Krisen und Kriege bescheren dem Münchner Sicherheitstechnik- und Banknotenhersteller Giesecke+Devrient florierende Geschäfte. Im vergangenen Jahr verzeichnete das 1852 gegründete Unternehmen mit einem Auftragseingang von 3,6 Milliarden Euro den höchsten Wert seiner Geschichte, wie Vorstandschef Ralf Wintergerst der Deutschen Presse-Agentur sagte. Das war ein Anstieg um acht Prozent. Der Umsatz stieg um 1,3 Prozent auf knapp 3,2 Milliarden Euro, der Nettogewinn allerdings sank wegen eines Steuereffekts um gut 3 Prozent auf 85 Millionen Euro.
Quantencomputer bringen neue Herausforderungen
«Unsere drei Geschäftsbereiche sind alle gleichmäßig gut gefahren», sagte Wintergerst. «Sicherheitstechnologie ist im Aufwind.» Sehr stark wächst nach den Worten des Managers der Geschäftsbereich digitale Sicherheit: «Wir müssen alle Produkte auf das Zeitalter der Quantencomputer vorbereiten.»
Da Quantencomputer eine sehr viel höhere Rechenleistung haben als herkömmliche Rechner, werden diese in nicht allzu ferner Zukunft womöglich bisherige Verschlüsselungen brechen können. «Dafür brauchen wir längere Schlüssel», sagte Wintergerst. «Eine Frage ist, ob diese noch auf die bisherigen Chips passen.»
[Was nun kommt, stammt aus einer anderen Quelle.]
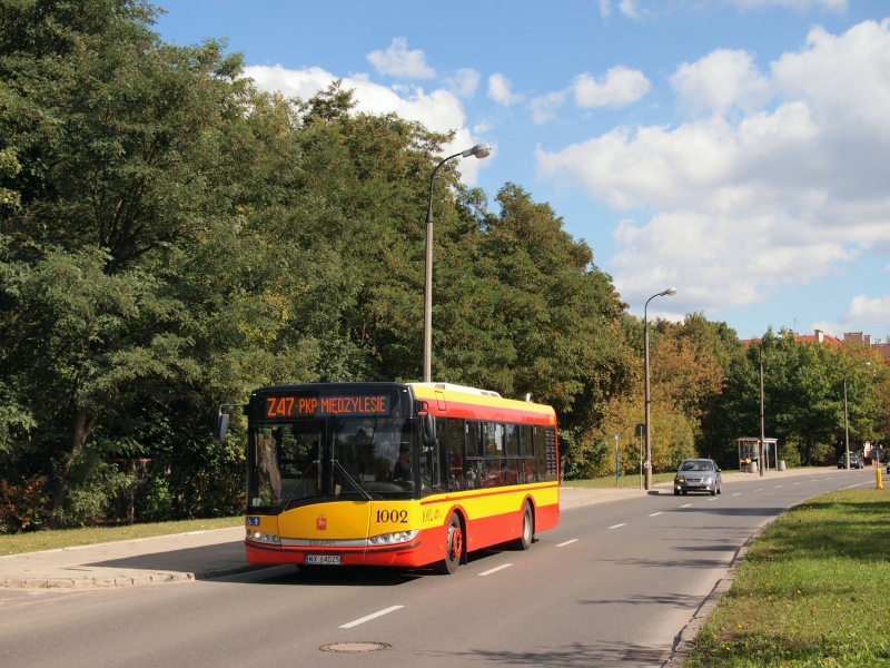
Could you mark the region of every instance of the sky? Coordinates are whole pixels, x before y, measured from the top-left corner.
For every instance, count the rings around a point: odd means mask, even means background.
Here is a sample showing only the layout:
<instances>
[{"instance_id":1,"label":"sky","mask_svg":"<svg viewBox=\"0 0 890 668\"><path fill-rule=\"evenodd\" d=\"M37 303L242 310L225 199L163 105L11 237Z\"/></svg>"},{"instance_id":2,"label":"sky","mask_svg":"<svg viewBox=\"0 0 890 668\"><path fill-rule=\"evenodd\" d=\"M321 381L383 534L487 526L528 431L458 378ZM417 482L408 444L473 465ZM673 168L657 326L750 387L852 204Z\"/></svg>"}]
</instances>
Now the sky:
<instances>
[{"instance_id":1,"label":"sky","mask_svg":"<svg viewBox=\"0 0 890 668\"><path fill-rule=\"evenodd\" d=\"M464 181L550 203L636 315L890 335L888 0L158 4L260 88L487 141Z\"/></svg>"}]
</instances>

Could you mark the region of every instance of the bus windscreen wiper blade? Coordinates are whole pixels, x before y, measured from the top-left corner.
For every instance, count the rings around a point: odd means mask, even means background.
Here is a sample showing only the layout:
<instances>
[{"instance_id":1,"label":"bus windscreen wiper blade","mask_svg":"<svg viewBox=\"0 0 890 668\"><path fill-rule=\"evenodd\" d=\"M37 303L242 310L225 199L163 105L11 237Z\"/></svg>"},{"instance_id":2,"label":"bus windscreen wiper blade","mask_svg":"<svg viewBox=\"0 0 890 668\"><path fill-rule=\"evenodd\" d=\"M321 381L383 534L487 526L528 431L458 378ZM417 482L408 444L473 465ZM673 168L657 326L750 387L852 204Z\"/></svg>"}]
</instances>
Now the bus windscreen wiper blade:
<instances>
[{"instance_id":1,"label":"bus windscreen wiper blade","mask_svg":"<svg viewBox=\"0 0 890 668\"><path fill-rule=\"evenodd\" d=\"M365 501L372 500L370 494L368 494L365 490L363 490L359 487L359 484L355 480L353 480L353 477L349 475L349 473L347 473L346 469L343 468L343 464L340 464L337 460L330 460L330 463L334 464L334 466L336 466L337 471L343 473L343 477L349 482L349 484L352 484L356 489L356 491L362 495L362 498Z\"/></svg>"}]
</instances>

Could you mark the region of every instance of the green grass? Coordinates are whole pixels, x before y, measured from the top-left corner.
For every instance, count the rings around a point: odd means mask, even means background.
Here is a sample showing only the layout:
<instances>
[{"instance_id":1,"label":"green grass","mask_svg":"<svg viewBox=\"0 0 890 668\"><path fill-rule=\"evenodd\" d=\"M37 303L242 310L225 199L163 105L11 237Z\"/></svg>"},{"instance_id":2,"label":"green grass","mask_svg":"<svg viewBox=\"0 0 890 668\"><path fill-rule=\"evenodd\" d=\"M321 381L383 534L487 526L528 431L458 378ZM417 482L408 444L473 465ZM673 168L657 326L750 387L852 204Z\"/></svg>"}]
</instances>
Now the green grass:
<instances>
[{"instance_id":1,"label":"green grass","mask_svg":"<svg viewBox=\"0 0 890 668\"><path fill-rule=\"evenodd\" d=\"M817 497L751 546L686 668L890 666L890 490Z\"/></svg>"},{"instance_id":2,"label":"green grass","mask_svg":"<svg viewBox=\"0 0 890 668\"><path fill-rule=\"evenodd\" d=\"M21 554L40 550L91 546L115 540L134 540L152 536L169 536L204 529L240 527L244 518L216 518L212 520L184 520L181 522L157 522L132 527L95 527L89 529L62 529L59 531L33 531L31 533L0 534L0 556Z\"/></svg>"}]
</instances>

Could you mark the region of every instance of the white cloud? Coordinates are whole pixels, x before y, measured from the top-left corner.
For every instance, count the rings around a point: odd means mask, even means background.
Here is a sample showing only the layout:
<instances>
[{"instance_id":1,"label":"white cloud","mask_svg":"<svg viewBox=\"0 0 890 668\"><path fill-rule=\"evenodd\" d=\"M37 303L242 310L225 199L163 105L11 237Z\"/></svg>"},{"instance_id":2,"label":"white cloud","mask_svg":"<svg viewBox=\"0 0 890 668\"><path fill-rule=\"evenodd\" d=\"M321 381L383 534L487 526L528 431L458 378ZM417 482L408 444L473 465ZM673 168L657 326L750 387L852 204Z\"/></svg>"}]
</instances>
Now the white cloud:
<instances>
[{"instance_id":1,"label":"white cloud","mask_svg":"<svg viewBox=\"0 0 890 668\"><path fill-rule=\"evenodd\" d=\"M619 10L629 19L639 19L640 12L636 9L636 0L621 0Z\"/></svg>"},{"instance_id":2,"label":"white cloud","mask_svg":"<svg viewBox=\"0 0 890 668\"><path fill-rule=\"evenodd\" d=\"M537 124L547 122L556 116L556 111L563 106L567 92L560 90L557 92L548 92L533 99L528 106L532 109L532 119Z\"/></svg>"},{"instance_id":3,"label":"white cloud","mask_svg":"<svg viewBox=\"0 0 890 668\"><path fill-rule=\"evenodd\" d=\"M436 70L427 67L426 57L419 49L408 50L408 40L394 37L386 51L372 51L367 55L370 62L382 75L402 79L432 79Z\"/></svg>"},{"instance_id":4,"label":"white cloud","mask_svg":"<svg viewBox=\"0 0 890 668\"><path fill-rule=\"evenodd\" d=\"M872 334L872 342L883 338L890 332L890 295L874 298L858 295L850 301L847 313L839 322L822 321L812 326L832 336L842 336L844 332L864 332Z\"/></svg>"},{"instance_id":5,"label":"white cloud","mask_svg":"<svg viewBox=\"0 0 890 668\"><path fill-rule=\"evenodd\" d=\"M458 97L473 97L479 85L479 73L469 68L459 69L445 79L445 85Z\"/></svg>"},{"instance_id":6,"label":"white cloud","mask_svg":"<svg viewBox=\"0 0 890 668\"><path fill-rule=\"evenodd\" d=\"M498 105L510 107L522 100L521 95L511 91L513 85L504 75L495 73L488 77L488 97Z\"/></svg>"},{"instance_id":7,"label":"white cloud","mask_svg":"<svg viewBox=\"0 0 890 668\"><path fill-rule=\"evenodd\" d=\"M847 0L731 0L739 9L760 9L762 7L783 7L799 12L813 9L844 11Z\"/></svg>"},{"instance_id":8,"label":"white cloud","mask_svg":"<svg viewBox=\"0 0 890 668\"><path fill-rule=\"evenodd\" d=\"M606 18L612 13L612 3L609 0L600 0L600 14Z\"/></svg>"},{"instance_id":9,"label":"white cloud","mask_svg":"<svg viewBox=\"0 0 890 668\"><path fill-rule=\"evenodd\" d=\"M251 77L263 90L279 90L287 97L308 99L332 81L342 78L344 89L355 89L356 109L366 114L389 114L395 111L402 118L418 120L437 132L455 130L455 138L444 150L456 153L476 144L474 134L466 127L463 105L454 94L437 89L425 92L419 87L387 88L368 80L366 75L335 77L318 67L289 70L280 65L275 67L250 66L245 73ZM478 183L479 167L488 160L462 160L462 180L467 185Z\"/></svg>"},{"instance_id":10,"label":"white cloud","mask_svg":"<svg viewBox=\"0 0 890 668\"><path fill-rule=\"evenodd\" d=\"M710 114L540 149L538 171L654 212L615 230L609 268L629 302L662 284L690 311L762 301L890 243L888 62L890 19L814 28L769 75L715 51L672 78L683 104Z\"/></svg>"},{"instance_id":11,"label":"white cloud","mask_svg":"<svg viewBox=\"0 0 890 668\"><path fill-rule=\"evenodd\" d=\"M671 85L681 105L693 110L752 108L769 97L769 82L746 51L718 49L696 62L683 62Z\"/></svg>"},{"instance_id":12,"label":"white cloud","mask_svg":"<svg viewBox=\"0 0 890 668\"><path fill-rule=\"evenodd\" d=\"M639 100L651 87L643 72L621 65L610 69L599 81L584 73L572 84L578 107L624 107Z\"/></svg>"}]
</instances>

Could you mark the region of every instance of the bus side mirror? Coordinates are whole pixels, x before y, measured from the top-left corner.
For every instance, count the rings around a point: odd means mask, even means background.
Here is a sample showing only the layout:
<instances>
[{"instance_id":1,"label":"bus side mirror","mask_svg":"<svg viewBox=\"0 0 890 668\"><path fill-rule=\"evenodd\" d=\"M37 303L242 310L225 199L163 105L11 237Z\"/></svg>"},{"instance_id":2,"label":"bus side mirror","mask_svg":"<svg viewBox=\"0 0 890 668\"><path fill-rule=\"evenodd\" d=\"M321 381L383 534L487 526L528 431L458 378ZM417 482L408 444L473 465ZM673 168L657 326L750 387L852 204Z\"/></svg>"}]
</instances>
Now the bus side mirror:
<instances>
[{"instance_id":1,"label":"bus side mirror","mask_svg":"<svg viewBox=\"0 0 890 668\"><path fill-rule=\"evenodd\" d=\"M214 440L220 445L226 444L226 432L229 430L229 414L222 412L222 406L219 407L216 415L216 428L214 429Z\"/></svg>"},{"instance_id":2,"label":"bus side mirror","mask_svg":"<svg viewBox=\"0 0 890 668\"><path fill-rule=\"evenodd\" d=\"M429 413L424 416L424 445L433 448L436 444L436 419Z\"/></svg>"}]
</instances>

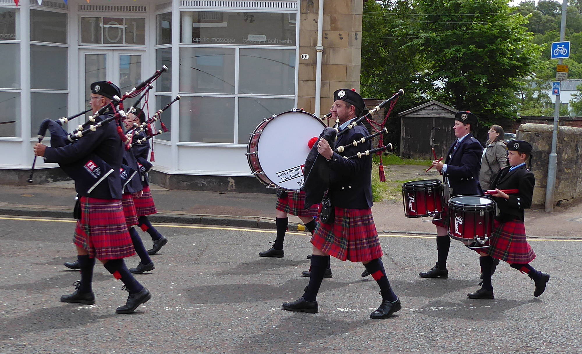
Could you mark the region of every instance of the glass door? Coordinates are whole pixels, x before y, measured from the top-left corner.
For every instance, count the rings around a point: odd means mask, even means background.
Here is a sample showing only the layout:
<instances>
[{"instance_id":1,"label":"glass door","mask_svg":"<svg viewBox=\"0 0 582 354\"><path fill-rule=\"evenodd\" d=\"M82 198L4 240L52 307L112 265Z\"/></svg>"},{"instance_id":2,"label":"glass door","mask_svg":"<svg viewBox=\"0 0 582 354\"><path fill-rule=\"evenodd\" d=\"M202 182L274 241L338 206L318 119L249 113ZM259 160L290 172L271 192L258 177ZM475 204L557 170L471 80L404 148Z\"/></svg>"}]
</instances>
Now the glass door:
<instances>
[{"instance_id":1,"label":"glass door","mask_svg":"<svg viewBox=\"0 0 582 354\"><path fill-rule=\"evenodd\" d=\"M80 98L83 110L91 106L91 83L110 81L119 87L123 95L146 77L141 65L144 51L87 49L81 51L80 55L80 84L84 92ZM127 103L129 107L133 102Z\"/></svg>"}]
</instances>

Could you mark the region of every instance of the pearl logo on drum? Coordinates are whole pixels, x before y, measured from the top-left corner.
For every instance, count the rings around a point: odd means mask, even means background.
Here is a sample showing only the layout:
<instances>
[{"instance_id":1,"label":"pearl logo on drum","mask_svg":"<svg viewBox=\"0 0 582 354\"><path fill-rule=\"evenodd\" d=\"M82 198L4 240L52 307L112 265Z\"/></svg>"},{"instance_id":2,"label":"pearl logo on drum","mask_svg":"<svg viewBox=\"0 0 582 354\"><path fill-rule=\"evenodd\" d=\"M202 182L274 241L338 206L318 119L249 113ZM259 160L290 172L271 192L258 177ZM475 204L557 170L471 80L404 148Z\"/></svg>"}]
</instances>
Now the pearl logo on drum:
<instances>
[{"instance_id":1,"label":"pearl logo on drum","mask_svg":"<svg viewBox=\"0 0 582 354\"><path fill-rule=\"evenodd\" d=\"M462 235L461 232L459 231L459 226L463 224L463 217L457 216L455 218L455 233L457 235Z\"/></svg>"}]
</instances>

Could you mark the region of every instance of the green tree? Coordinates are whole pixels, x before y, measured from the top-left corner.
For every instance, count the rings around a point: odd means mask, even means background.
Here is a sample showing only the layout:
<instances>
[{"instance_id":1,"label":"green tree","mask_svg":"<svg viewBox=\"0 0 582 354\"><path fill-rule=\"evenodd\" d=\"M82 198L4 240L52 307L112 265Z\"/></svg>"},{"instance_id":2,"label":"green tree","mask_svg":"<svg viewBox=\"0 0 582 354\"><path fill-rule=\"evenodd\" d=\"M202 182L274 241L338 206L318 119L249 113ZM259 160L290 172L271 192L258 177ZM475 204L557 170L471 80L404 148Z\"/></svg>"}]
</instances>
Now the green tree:
<instances>
[{"instance_id":1,"label":"green tree","mask_svg":"<svg viewBox=\"0 0 582 354\"><path fill-rule=\"evenodd\" d=\"M516 117L515 92L538 62L541 47L505 0L416 0L420 45L430 60L432 96L474 112L488 125Z\"/></svg>"}]
</instances>

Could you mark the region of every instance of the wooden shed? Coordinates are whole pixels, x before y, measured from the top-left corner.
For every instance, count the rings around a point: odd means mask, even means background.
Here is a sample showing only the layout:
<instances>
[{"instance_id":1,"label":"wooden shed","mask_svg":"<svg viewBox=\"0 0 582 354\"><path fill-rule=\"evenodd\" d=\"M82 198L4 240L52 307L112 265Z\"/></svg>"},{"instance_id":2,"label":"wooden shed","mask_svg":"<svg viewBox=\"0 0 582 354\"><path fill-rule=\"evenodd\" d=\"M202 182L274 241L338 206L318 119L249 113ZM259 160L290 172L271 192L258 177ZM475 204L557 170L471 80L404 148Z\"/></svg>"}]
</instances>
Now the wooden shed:
<instances>
[{"instance_id":1,"label":"wooden shed","mask_svg":"<svg viewBox=\"0 0 582 354\"><path fill-rule=\"evenodd\" d=\"M432 159L432 148L439 158L445 156L455 140L452 107L431 101L400 112L400 156L411 159Z\"/></svg>"}]
</instances>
Das Unternehmen will seine Aktivitäten als Dienstleister für die Finanzbranche ausbauen. Im Dezember hatte G+D den Bereich Dienstleistungen für Bezahltechnologie und Banken von einer Tochter des Bundesverbands deutscher Banken übernommen. «Wir werden kein Bezahldienstleister, aber wir bieten Lösungen etwa für die Authentifizierung von Bezahltransaktionen», sagte Wintergerst.